Moving slowly, carefully, he held the flask up to the light, peered into the clear liquid within, at what looked like water.
He could
feel
it, could sense the power behind it, the
presence.
And as it always did, that presence woke a depthless ache in him, sent tremors of pain coursing down his arm. Need filled him, a need he’d fought in the long weeks after leaving the forest, a need that he thought he’d finally conquered when he handed the flask over to Eraeth to protect.
He knew now that the need, the ache, would never go away, that he could bury it, but it would return as soon as he drew near the Lifeblood.

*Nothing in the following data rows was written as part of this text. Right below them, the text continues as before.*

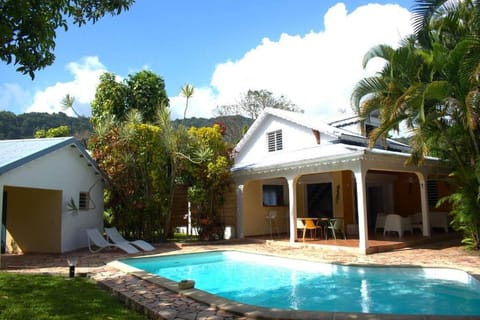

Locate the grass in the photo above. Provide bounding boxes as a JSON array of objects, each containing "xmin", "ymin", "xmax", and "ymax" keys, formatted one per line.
[{"xmin": 0, "ymin": 272, "xmax": 144, "ymax": 320}]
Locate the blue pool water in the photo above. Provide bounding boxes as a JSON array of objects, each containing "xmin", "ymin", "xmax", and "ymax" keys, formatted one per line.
[{"xmin": 122, "ymin": 251, "xmax": 480, "ymax": 315}]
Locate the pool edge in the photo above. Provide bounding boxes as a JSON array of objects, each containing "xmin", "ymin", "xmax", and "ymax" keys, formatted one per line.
[{"xmin": 107, "ymin": 250, "xmax": 478, "ymax": 320}]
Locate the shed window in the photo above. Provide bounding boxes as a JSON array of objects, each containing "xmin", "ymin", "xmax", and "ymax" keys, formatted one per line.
[
  {"xmin": 262, "ymin": 184, "xmax": 285, "ymax": 206},
  {"xmin": 78, "ymin": 192, "xmax": 90, "ymax": 210},
  {"xmin": 427, "ymin": 180, "xmax": 438, "ymax": 208},
  {"xmin": 267, "ymin": 130, "xmax": 283, "ymax": 152}
]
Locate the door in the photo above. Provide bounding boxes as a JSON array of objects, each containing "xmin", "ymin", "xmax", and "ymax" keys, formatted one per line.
[{"xmin": 307, "ymin": 182, "xmax": 333, "ymax": 218}]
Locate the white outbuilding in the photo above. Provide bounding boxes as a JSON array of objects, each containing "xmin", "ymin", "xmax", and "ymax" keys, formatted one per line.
[{"xmin": 0, "ymin": 137, "xmax": 104, "ymax": 253}]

“What is it?” Moiran asked.
Colin turned, surprised to find her kneeling beside him. He hadn’t heard her move, too absorbed with the flask, with the power coursing through his arm, through his chest.
Through his blood.
“Open it,” he said, handing her the flask. He couldn’t open it himself, not with how tightly he’d sealed it, and not with one arm. He’d tried to lift the other, but the pain in his chest had been too harsh. “Open it carefully. Don’t spill any of it on yourself.”
“Why not?” Moiran asked.
“Because I don’t know what it will do to you.”
She stared into his eyes, her own narrowing.
Then she unsealed the cap. “What will it do to you?”
“Heal me.” Which was a lie. It wouldn’t heal him, wouldn’t close the wound that bled in his chest, wouldn’t stitch skin and muscle and bone back together. That wasn’t the Lifeblood’s power.